Le Hangar donc : à Sangatte, centre d’accueil géré par la Croix-Rouge – et aujourd’hui fermé par le ministre de l’Intérieur français - , où des milliers de réfugiés, pour la plupart venus d’Afghanistan, d’Irak, d’Iran, mais aussi de Russie, tentaient chaque nuit de gagner l’Angleterre, ainsi devenus malgré eux objets de polémique entre la presse britannique, qui accusa le laxisme de Tony Blair, et la France, qui avoua, une fois encore, son échec quant à la politique du droit d’asile.
Le choix de Salmon est éthique autant qu’esthétique : ici, nul enfant sur lequel jeter sa plainte compassionnelle, nulle mère avec laquelle croire partager la douleur, nul vieillard dont on aimerai tant alléger la mort prochaine. Des tentes, des « cabines » destinées au regroupement des familles, des lits de camp pour les personnes isolées. À peine quelques silhouettes rarement entr’aperçues alors, que, paradoxe, on imagine ce hangar surpeuplé. C’est que montrer l’humain serait, en l’occasion, une indignité. Une faute morale. Ne montrer que le lieu, dans son ingratitude et sa précarité, est une façon d’en appeler, non point à la pitié, dont on sait combien elle peut être veule, narcissique autant qu’inefficace, mais à la pensée.
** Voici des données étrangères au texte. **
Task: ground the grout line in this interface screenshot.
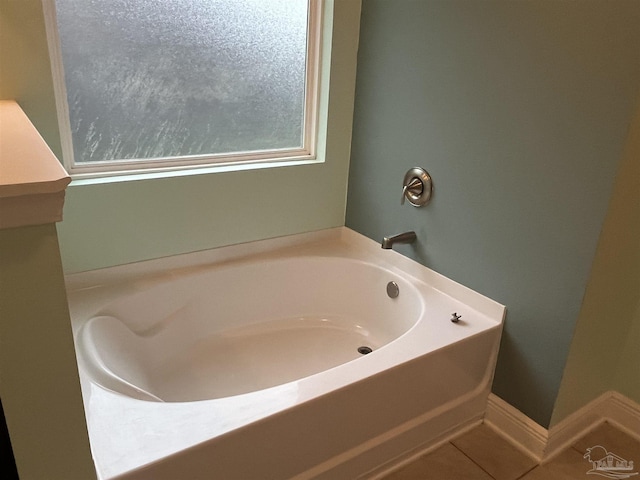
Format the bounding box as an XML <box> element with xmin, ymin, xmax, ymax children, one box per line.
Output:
<box><xmin>483</xmin><ymin>421</ymin><xmax>540</xmax><ymax>462</ymax></box>
<box><xmin>448</xmin><ymin>440</ymin><xmax>500</xmax><ymax>480</ymax></box>
<box><xmin>571</xmin><ymin>445</ymin><xmax>585</xmax><ymax>455</ymax></box>
<box><xmin>451</xmin><ymin>423</ymin><xmax>544</xmax><ymax>480</ymax></box>
<box><xmin>514</xmin><ymin>464</ymin><xmax>539</xmax><ymax>480</ymax></box>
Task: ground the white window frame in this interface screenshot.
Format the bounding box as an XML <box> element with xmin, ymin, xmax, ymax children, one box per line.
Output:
<box><xmin>43</xmin><ymin>0</ymin><xmax>323</xmax><ymax>180</ymax></box>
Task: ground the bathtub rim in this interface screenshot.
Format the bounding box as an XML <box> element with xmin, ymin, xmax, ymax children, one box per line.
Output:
<box><xmin>65</xmin><ymin>226</ymin><xmax>505</xmax><ymax>324</ymax></box>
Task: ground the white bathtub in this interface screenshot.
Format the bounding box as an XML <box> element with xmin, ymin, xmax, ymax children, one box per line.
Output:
<box><xmin>66</xmin><ymin>227</ymin><xmax>504</xmax><ymax>480</ymax></box>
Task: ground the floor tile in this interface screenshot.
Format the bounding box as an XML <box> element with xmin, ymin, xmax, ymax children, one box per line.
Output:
<box><xmin>517</xmin><ymin>465</ymin><xmax>566</xmax><ymax>480</ymax></box>
<box><xmin>384</xmin><ymin>442</ymin><xmax>493</xmax><ymax>480</ymax></box>
<box><xmin>521</xmin><ymin>448</ymin><xmax>591</xmax><ymax>480</ymax></box>
<box><xmin>381</xmin><ymin>421</ymin><xmax>640</xmax><ymax>480</ymax></box>
<box><xmin>572</xmin><ymin>421</ymin><xmax>640</xmax><ymax>466</ymax></box>
<box><xmin>451</xmin><ymin>424</ymin><xmax>538</xmax><ymax>480</ymax></box>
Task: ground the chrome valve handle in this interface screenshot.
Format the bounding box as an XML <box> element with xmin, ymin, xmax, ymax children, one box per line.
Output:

Regarder, affronter ces bâches, modestes tentatives pour préserver une intimité perdue, ces lits de camp aux immanquables connotations militaires, ces draps froissés où des corps rompus ont chu d’épuisement, ces étendages où l’on devine, suspendus à des grilles carcérales, chaussures, vêtements, et draps : non pour pleurer, mais pour articuler quelque chose de l’ordre du politique – enfin.
En élaborant les conditions de possibilité d’un témoignage « actif » qui ne doive plus rien à l’humanisme nauséabond d’un Sebastiào Salgado, ni au misérabilisme caritatif, ni aux reportages par trop « massifs » du type Magnum, Salmon s’essaye à une nouvelle posture visuelle et politique, mais elle invite aussi, avec ce radicalisme pudique qui la caractérise, à une lecture des images qui soit indissociablement une pensée et un acte.
Stratégies du retrait, du silence, voire de l’invisibilité : une part non négligeable des productions artistiques contemporaines choisissent de donner à penser plus qu’à voir.
Respect, retrait, ellipse : Willie Doherty et la représentation oblique du conflit irlandais ; Sophie Ristelhueber et l’esthétique de la cicatrice dans son énigmatique figuration de la guerre du Golfe ou, plus exactement, de ce qui, de cette guerre, demeure comme trace en creux ; Alfredo Jaar, enfin et l’absolu radicalisme de ces tombeaux d’images.